As we enter upon Holy Week, I would emphasize that it is a time of prayerful reflection and recounting by way of sacred liturgy the fundamental truth that Jesus put nothing before the will of His Heavenly Father. The preaching of the Good News and the healing of the sick, which the Lord undertook during three years of public ministry, as well as calling the Twelve Apostles and other followers, as important as they are, never take priority over the basic vocation of Jesus in faithfully obeying His Father.

After the triumphal and festive entry into Jerusalem of Jesus on Palm Sunday, where the crowds had shouted aloud, “Hosanna to the Son of David,” waving palm and olive branches, and making a carpet from their garments for walking on by the donkey that Jesus rode, our Lord was well on the way to Holy Thursday, the celebration of the Last Supper, which included the institution of the Eucharist and the priesthood, and the day after, Good Friday, recounting Christ’s crucifixion, death and burial in a borrowed tomb. Though innocent of crime or any wrong-doing and free from sin, the Lord nonetheless submitted Himself to death, for the salvation of the human race.

Jesus’ commitment to obey the Father and doing the will of the Heavenly Father are inspiration for us to do likewise. Every day we have opportunities to forget ourselves and to do good for others. During the Last Supper on Holy Thursday, Jesus left his followers with a wonderful example, by washing and drying the feet of the Apostles. The Master was saying by this gesture that love in action must be a matter of really serving one another, extending mercy without measure, even to the most undesirable in our midst.
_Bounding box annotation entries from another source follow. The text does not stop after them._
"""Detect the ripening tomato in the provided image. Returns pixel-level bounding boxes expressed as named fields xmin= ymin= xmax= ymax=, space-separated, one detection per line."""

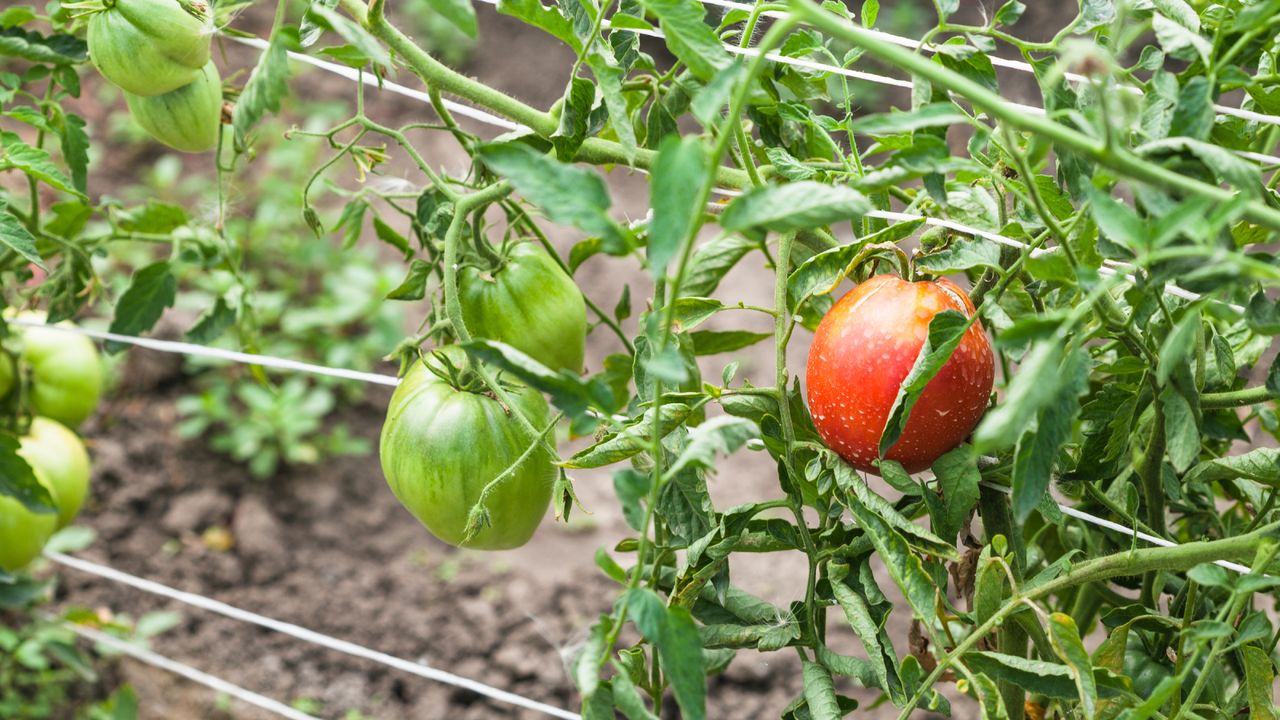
xmin=458 ymin=242 xmax=586 ymax=373
xmin=0 ymin=489 xmax=58 ymax=573
xmin=0 ymin=313 xmax=102 ymax=429
xmin=88 ymin=0 xmax=214 ymax=96
xmin=18 ymin=416 xmax=90 ymax=529
xmin=379 ymin=350 xmax=557 ymax=550
xmin=808 ymin=275 xmax=995 ymax=473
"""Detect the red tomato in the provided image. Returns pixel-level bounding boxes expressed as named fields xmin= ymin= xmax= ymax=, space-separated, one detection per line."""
xmin=808 ymin=275 xmax=995 ymax=473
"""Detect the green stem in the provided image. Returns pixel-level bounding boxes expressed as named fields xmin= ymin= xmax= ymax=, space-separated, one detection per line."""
xmin=791 ymin=0 xmax=1280 ymax=229
xmin=899 ymin=523 xmax=1280 ymax=720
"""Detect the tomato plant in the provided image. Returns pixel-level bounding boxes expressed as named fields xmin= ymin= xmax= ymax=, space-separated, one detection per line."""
xmin=79 ymin=0 xmax=214 ymax=96
xmin=0 ymin=314 xmax=102 ymax=428
xmin=125 ymin=60 xmax=223 ymax=152
xmin=458 ymin=242 xmax=586 ymax=373
xmin=806 ymin=275 xmax=995 ymax=473
xmin=0 ymin=0 xmax=1280 ymax=720
xmin=378 ymin=354 xmax=556 ymax=550
xmin=18 ymin=416 xmax=90 ymax=529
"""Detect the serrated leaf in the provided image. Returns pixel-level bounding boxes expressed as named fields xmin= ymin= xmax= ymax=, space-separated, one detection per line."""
xmin=58 ymin=113 xmax=88 ymax=195
xmin=852 ymin=102 xmax=969 ymax=136
xmin=426 ymin=0 xmax=476 ymax=37
xmin=0 ymin=132 xmax=81 ymax=195
xmin=304 ymin=4 xmax=392 ymax=70
xmin=915 ymin=237 xmax=1001 ymax=275
xmin=0 ymin=27 xmax=88 ymax=65
xmin=106 ymin=261 xmax=178 ymax=352
xmin=787 ymin=219 xmax=924 ymax=306
xmin=0 ymin=197 xmax=46 ymax=269
xmin=643 ymin=0 xmax=730 ymax=81
xmin=622 ymin=588 xmax=707 ymax=720
xmin=721 ymin=181 xmax=872 ymax=232
xmin=0 ymin=433 xmax=58 ymax=515
xmin=561 ymin=402 xmax=691 ymax=469
xmin=1185 ymin=447 xmax=1280 ymax=487
xmin=232 ymin=26 xmax=298 ymax=145
xmin=479 ymin=142 xmax=625 ymax=245
xmin=879 ymin=310 xmax=975 ymax=457
xmin=187 ymin=297 xmax=237 ymax=345
xmin=666 ymin=415 xmax=760 ymax=475
xmin=690 ymin=331 xmax=773 ymax=355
Among the Twelve Apostles was Judas, the betrayer of the Lord. Jesus had tried to patiently win over Judas, but never forced him into remaining faithful. Possessed with free will, Judas chose to betray the Master and the Gospel path. We want to do otherwise, of course, remembering that we have the ability to make choices and are lovingly invited by our God to make good choices day by day as we grow in the knowledge and love of God. That necessarily implies that we also grow in love of one another.
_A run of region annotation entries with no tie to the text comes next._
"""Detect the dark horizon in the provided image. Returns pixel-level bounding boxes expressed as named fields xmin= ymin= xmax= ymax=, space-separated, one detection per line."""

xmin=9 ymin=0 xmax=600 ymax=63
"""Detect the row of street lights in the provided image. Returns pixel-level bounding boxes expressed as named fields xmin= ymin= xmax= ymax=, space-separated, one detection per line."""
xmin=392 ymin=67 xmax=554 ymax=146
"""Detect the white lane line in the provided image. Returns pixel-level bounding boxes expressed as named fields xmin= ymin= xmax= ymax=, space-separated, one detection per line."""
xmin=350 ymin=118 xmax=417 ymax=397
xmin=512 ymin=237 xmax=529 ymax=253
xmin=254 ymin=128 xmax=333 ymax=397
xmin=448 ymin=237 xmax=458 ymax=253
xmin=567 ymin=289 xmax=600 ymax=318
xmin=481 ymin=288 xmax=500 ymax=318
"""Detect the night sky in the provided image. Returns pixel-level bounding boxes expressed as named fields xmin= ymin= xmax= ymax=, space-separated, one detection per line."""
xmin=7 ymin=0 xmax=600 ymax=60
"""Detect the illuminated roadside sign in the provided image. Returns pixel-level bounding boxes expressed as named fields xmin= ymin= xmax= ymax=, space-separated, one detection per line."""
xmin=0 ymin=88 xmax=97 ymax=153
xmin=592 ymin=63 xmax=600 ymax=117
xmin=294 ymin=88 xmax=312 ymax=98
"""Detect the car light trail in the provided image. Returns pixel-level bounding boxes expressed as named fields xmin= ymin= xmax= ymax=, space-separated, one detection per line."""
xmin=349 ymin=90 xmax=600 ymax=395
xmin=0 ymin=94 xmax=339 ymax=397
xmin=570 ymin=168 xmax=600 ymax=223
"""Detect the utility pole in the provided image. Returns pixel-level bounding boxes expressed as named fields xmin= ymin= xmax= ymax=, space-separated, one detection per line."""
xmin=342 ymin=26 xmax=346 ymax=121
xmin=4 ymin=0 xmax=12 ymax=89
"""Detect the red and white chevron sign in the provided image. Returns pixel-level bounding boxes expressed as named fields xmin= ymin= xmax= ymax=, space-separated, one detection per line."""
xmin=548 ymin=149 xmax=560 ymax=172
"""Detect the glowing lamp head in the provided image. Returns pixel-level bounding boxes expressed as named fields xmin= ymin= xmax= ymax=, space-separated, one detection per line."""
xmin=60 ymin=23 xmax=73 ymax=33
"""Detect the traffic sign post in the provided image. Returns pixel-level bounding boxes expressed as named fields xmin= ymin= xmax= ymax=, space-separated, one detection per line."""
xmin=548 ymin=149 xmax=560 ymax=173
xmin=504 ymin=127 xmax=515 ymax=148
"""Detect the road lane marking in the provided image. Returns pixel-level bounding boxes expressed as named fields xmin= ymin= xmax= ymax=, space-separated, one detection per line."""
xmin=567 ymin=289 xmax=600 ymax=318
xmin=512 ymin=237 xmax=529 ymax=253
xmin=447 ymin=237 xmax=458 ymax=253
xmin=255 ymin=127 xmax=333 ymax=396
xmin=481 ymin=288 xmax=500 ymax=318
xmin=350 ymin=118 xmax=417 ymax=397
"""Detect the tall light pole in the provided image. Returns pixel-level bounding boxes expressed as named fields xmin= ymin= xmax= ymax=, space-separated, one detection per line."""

Ultimately Jesus was condemned to death, especially recounted on Good Friday of Holy Week. Those who had previously followed Christ and collaborated with him fled in fear, abandoning their Lord and even denying that they knew Jesus. Experiencing total abandonment, Jesus cried out on the cross, in the words of one of the psalms, “My God, my God, why have you abandoned me?” Psalm 21(22). Jesus also prayed that His spirit be commended into the hands of His Father as he died.

Of course death does have the final word and out of His death came life eternal. That is the special emphasis of Easter Sunday which will be here before we know it. The great mystery of Easter, the “Festival of Festivals” as it is often called, is worthy of a separate meditation, hopefully to follow this one.

A blessed celebration of Holy Week to all. You are in my prayers.